Cureus. 2024 Aug 31;16(8):e68307. doi: 10.7759/cureus.68307. eCollection 2024 Aug.

Abstract

Introduction The study assesses the readability of AI-generated brochures for common emergency medical conditions like heart attack, anaphylaxis, and syncope. Thus, the study aims to compare the AI-generated responses for patient information guides of common emergency medical conditions using ChatGPT and Google Gemini. Methodology Brochures for each condition were created by both AI tools. Readability was assessed using the Flesch-Kincaid Calculator, evaluating word count, sentence count and ease of understanding. Reliability was measured using the Modified DISCERN Score. The similarity between AI outputs was determined using Quillbot.
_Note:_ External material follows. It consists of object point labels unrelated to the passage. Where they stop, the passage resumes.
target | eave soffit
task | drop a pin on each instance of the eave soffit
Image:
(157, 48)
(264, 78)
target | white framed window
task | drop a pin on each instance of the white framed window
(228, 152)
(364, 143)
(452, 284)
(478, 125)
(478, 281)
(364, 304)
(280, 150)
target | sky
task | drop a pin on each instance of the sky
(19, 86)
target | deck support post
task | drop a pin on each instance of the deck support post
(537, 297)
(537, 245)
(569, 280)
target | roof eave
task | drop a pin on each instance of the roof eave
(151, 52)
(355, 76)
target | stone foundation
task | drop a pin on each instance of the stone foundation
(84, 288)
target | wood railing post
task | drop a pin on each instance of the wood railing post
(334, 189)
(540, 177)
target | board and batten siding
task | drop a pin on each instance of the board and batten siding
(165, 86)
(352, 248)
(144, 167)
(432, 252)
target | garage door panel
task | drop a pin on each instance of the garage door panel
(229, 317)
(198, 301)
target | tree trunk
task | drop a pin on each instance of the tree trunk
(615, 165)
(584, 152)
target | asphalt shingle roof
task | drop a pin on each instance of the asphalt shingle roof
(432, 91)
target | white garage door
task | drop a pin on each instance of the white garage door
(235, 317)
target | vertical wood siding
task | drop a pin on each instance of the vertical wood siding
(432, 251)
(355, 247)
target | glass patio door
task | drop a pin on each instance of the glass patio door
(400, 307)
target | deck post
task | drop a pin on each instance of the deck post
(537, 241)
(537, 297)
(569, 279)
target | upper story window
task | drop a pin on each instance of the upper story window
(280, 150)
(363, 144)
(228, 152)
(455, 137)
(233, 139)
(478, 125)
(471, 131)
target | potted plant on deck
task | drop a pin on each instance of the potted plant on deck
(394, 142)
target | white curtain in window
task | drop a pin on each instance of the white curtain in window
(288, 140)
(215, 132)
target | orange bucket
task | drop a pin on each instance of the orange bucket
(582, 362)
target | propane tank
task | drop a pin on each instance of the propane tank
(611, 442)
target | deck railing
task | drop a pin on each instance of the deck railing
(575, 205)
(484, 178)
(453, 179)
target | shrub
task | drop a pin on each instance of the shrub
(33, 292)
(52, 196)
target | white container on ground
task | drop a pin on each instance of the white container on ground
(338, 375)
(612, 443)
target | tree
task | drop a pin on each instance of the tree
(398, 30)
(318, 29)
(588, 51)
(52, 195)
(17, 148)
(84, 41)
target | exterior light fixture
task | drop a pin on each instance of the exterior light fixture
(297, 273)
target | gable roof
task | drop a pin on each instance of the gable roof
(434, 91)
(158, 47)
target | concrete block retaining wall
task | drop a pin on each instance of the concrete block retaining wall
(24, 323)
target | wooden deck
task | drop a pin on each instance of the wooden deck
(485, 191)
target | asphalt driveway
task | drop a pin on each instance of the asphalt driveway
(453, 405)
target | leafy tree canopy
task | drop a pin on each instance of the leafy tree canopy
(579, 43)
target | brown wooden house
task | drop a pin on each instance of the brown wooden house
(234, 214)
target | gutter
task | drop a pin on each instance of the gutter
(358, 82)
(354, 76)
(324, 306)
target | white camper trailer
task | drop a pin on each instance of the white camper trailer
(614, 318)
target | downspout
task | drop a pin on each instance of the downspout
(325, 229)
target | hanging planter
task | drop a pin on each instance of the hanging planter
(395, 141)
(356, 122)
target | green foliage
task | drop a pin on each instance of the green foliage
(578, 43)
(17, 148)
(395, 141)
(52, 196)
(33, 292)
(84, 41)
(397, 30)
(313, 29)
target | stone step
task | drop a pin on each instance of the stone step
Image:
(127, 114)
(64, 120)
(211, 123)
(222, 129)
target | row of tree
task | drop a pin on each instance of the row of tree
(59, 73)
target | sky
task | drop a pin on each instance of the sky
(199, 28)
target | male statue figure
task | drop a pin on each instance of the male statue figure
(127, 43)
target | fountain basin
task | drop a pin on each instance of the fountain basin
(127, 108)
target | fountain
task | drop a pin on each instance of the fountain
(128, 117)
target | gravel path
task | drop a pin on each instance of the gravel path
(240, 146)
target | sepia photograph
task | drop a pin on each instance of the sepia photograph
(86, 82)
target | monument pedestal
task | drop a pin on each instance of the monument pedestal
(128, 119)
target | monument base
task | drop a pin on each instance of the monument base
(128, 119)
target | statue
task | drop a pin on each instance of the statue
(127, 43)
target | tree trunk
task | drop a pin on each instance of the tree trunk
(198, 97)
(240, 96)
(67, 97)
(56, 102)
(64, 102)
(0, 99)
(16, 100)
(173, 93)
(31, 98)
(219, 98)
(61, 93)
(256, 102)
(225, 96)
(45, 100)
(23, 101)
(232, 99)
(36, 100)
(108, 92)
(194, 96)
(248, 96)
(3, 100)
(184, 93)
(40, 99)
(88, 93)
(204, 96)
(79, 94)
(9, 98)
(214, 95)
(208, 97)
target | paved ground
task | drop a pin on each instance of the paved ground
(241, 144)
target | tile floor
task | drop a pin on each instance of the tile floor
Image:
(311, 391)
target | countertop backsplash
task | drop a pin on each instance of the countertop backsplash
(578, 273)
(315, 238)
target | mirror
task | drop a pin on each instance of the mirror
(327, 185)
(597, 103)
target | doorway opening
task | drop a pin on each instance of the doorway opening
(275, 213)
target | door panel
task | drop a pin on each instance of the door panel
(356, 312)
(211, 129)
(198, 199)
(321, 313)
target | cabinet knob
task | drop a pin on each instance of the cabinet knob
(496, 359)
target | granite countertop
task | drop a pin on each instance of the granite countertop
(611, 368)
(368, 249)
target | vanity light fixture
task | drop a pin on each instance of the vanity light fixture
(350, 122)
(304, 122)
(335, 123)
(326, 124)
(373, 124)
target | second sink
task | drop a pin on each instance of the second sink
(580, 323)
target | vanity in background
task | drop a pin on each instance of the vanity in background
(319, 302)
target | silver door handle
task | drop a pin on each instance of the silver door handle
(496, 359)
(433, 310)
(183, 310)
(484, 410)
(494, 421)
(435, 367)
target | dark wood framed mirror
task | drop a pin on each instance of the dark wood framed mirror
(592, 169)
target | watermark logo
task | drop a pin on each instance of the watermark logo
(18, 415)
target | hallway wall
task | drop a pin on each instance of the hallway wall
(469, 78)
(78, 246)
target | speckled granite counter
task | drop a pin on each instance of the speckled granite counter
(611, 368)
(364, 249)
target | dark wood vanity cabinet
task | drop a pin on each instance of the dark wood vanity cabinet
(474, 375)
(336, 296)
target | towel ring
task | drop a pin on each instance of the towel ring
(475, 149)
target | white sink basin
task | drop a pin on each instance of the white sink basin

Statistical analysis was performed with R (v4.3.2). Results ChatGPT and Gemini produced brochures with no statistically significant differences in word count (p= 0.2119), sentence count (p=0.1276), readability (p=0.3796), or reliability (p=0.7407). However, ChatGPT provided more detailed content with 32.4% more words (582.80 vs. 440.20) and 51.6% more sentences (67.00 vs. 44.20). In addition, Gemini's brochures were slightly easier to read with a higher ease score (50.62 vs. 41.88). Reliability varied by topic with ChatGPT scoring higher for Heart Attack (4 vs. 3) and Choking (3 vs. 2), while Google Gemini scored higher for Anaphylaxis (4 vs. 3) and Drowning (4 vs. 3), highlighting the need for topic-specific evaluation. Conclusions Although AI-generated brochures from ChatGPT and Gemini are comparable in readability and reliability for patient information on emergency medical conditions, this study highlights that there is no statistically significant difference in the responses generated by the two AI tools.

Keywords: #patient education; ai-generated brochures; chatgpt; discern score; flesch-kincaid; google gemini; heart attack; life threatening anaphylaxis; readability measures; syncope.